A different world in which workers don’t go on strike if a colleague hurts himself for not respecting safety procedures; where you can cross the road in terminals without risking your life because truckers drive well below speed limits etc.
A place where a small community let part of its terrains to the ‘forceful’ Port Authority only after having obtained ‘environmental insulation’ and an invisible pipeline (plus small lakes and wildlife too!).
Differently on ‘Earth Italy’ private companies often dwell in Port Committees only to vote against resolutions disturbing (not necessarily for real) their business. While over there, the big dog (Rotterdam) sits with the small one (Amsterdam) and listen to its directions: ‘it’s good to collaborate but only with no political interference at all’.

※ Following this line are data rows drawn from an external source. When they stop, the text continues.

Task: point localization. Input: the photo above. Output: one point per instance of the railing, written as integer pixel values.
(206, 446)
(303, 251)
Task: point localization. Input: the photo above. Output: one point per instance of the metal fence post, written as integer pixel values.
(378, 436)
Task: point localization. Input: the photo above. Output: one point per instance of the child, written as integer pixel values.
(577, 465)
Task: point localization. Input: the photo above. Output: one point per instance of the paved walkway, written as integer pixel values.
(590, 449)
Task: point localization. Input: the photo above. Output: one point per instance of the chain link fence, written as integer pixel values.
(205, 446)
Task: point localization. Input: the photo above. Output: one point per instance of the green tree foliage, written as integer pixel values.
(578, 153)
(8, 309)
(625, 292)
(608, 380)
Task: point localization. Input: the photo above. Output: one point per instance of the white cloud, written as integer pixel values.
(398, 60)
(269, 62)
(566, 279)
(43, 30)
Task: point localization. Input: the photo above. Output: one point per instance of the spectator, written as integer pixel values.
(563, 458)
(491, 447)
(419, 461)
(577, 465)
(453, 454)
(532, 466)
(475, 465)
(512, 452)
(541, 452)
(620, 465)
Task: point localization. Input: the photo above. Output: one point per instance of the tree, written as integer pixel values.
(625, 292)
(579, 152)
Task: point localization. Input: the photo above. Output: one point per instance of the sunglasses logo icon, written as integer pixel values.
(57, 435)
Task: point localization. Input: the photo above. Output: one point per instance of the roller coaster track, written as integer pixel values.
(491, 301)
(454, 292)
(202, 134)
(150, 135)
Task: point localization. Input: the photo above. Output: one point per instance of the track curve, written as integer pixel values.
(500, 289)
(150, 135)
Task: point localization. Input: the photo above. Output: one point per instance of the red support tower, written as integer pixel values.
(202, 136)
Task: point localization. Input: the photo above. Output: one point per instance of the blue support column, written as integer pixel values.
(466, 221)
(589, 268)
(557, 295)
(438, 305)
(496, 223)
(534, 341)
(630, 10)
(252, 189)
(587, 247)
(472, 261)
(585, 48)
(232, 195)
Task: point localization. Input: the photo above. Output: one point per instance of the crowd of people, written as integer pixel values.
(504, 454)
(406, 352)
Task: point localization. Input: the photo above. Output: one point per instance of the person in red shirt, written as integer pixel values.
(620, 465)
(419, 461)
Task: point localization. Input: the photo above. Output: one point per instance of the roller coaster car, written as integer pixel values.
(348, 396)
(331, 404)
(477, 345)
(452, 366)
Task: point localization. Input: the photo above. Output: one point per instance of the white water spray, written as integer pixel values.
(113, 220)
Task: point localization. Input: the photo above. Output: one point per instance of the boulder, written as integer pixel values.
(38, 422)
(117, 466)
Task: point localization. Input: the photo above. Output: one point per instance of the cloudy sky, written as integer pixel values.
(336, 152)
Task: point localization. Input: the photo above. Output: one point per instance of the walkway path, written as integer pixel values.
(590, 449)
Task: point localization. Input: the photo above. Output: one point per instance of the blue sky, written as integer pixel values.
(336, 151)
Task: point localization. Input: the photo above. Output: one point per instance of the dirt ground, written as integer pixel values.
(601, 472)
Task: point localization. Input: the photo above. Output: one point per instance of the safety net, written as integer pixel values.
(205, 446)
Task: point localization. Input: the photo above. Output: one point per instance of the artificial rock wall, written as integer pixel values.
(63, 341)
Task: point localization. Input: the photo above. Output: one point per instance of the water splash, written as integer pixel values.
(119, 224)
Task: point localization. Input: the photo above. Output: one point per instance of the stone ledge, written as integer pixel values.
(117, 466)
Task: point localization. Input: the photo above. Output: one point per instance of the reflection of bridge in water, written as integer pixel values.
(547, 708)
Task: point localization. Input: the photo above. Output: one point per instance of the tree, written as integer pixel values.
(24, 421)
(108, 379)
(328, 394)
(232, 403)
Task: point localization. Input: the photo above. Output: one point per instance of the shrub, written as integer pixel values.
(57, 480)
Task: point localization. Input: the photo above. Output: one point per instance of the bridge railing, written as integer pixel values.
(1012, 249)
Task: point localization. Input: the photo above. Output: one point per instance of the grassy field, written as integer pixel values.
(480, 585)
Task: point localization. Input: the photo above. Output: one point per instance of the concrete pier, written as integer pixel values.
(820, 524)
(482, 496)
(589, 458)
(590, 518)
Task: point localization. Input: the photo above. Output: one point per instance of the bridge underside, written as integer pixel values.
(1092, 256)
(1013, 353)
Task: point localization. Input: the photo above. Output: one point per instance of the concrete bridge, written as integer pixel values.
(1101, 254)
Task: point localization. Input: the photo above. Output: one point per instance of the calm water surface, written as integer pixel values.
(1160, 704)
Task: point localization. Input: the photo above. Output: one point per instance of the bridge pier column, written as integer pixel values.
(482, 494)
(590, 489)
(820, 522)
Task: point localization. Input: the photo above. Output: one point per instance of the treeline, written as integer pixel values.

Palm oil and brand new, shiny biodiesel plants are rising among the most huge refineries in Europe. Suddenly, a € 1.4 billion E-on electrical biomass (and coal) plant pops-up.
A few 9.000 Teus containerships waiting patiently their turn queued. You take a picture of one of them arriving at Maasvlakte in the morning and at mid-afternoon you find it under the deep-sea cranes.
Look! A small Russian crude-oil tankers community over there.
You can smell the strangeness all around you.
In Rail Service Center, where Managing Director Cor Hoenders told us that even though its Company has targeted 350.000 teus for 2010-2011 and 20% market share in 2035 (we’re now at 14%) it will quietly agree to DB Schenker directions in no longer being the single shareholder in 2014, ending date of concession.
In ECT Delta Terminal, where all the 3.000 ‘inhabitants’ (and also management) has primarily one belief: ‘license to operate‘ which means you have the Licence, then it’s also your responsibility to deal at your best effort with networks, sustainability, innovation, environment, safety, jobs preservation and then go squeezing the terminal for superior performances.
While in our own world (read ‘Italian ports’) future troughput numbers for tenders are very often fancy exercising, generated numbers and troughput – 100 barges/week, 24/7 operations, 3 operators per Crane, operations up to 10 knots wind, 265 automated guided vehicles, 137 automated stacking cranes, performing with snowy weather, biometric pass for truckers, etc. – clearly state what mentioned above. Their piece de resistance is called European Gateway Services (EGS), a ‘one-stop shop’ system offering shipping lines, forwarders and transport companies several services to foster containers flows between deep-sea terminals and European hinterland.
Quite forgetting about it! On planet Rotterdam they’ve got a ‘New Frontier’ too! A land of sand and water that in 2033 will make the planet 20% bigger and 57.000 sea-going ships per year put in at the port thanks to a (estimate) generous € 2.9 billion injection.
Quoting (à la ship2shore) a famous rock group of the 60’s: ‘What a short strange trip has been’.